10 Nisan 2010 Cumartesi

Güzel günler, bizi bekler :)

Merhabalar sevgili okur,

Her ne kadar son zamanlarda gündemi biraz geriden takip ediyor olsam da burs için finalistler açıklandı. :) Bület Bayarslan, Selen Yamak, Özgün Uçar, Tuğba Tuluk, Baki Berk Kayalar ve yedeklerde de Gökhan Balıkçı ve Birge Yalçın için çoo..ok sevindim. Biliyorum ki hepsi bu bursu hak ediyor. Özlem Hanıma da bir kere daha bu fikrinden dolayı teşekkür ediyorum. Tabii ki interraile çıkmayı düşleyen herkes bu finalistlerin arasında olmak isterdi. Ama 5 talihli bu düşünü daha kolay gerçekleştirebiliyor şimdi. Umarım önümüzdeki yıllarda daha fazla insana daha fazla olanak sağlanabilir ve Özlem Hanımın bu girişimi pek eğlenceli bir örnek olur. Ben kendi adıma bu durumdan çok memnunum ve çok eğlendim.

;)

4 Ocak 2010 Pazartesi

Gündüz Düşleri

Birkaç saat önce İstanbul'a döndüm, ruhum muhtemelen Ege kıyılarında geziniyordur. Küçük Prens belki Martı Jonathan ile birlikte bir iki duble birşeyler içiyordur. Zeki Paşa ne yapıyordur acaba?

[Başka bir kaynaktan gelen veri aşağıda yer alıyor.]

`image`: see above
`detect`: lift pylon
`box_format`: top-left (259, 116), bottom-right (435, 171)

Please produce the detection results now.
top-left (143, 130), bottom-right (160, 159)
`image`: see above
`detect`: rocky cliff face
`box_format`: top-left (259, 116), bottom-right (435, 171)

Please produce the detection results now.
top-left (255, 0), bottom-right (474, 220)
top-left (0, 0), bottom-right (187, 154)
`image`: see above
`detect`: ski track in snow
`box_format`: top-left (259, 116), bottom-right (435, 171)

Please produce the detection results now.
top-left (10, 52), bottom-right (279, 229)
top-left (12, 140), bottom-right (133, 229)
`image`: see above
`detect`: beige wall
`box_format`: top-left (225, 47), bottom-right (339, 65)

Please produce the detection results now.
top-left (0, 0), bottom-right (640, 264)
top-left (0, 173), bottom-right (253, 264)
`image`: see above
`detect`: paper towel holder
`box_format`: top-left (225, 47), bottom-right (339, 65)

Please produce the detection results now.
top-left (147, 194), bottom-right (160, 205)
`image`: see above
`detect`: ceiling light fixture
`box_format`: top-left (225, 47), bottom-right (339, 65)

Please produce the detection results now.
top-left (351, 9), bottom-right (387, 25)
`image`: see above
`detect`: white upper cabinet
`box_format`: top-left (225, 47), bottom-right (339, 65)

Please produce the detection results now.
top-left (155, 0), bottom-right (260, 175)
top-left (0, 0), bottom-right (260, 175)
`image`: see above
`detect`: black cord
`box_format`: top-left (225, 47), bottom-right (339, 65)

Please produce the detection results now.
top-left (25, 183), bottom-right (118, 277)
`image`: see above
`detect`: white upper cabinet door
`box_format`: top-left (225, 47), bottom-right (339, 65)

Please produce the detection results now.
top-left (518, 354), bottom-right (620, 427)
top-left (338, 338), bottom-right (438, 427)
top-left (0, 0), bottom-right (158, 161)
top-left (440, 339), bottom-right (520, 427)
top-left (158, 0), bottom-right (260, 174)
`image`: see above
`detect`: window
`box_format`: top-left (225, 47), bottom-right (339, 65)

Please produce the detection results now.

Sanırım yaşanmışlığın pek de önemi yok. Önemli olan nasıl hatırladığın. Ama Bodrum'u hatırlamak yetmiyor şu an. Kendime renkli iplerden yollar çizdiğim rüyalar görüyorum. Jonathan'ın peşi sıra uçuyorum bazen. Meyvesini ağaların değil de çocukların yediği bir/n şeftali ağacıyla sohbet ediyorum. Motosikletin arkasında etrafı izlerken rüzgar yüzümü yalıyor. Yel değirmenlerine selam veriyorum.O değil de, buralarda bir yerlerde "Anılardan/Hayallerden sıyrıl, şimdiye dön" tuşu olmalıydı. Yoksa aklım Bodrum'da mı kaldı? Sahi yarın son!..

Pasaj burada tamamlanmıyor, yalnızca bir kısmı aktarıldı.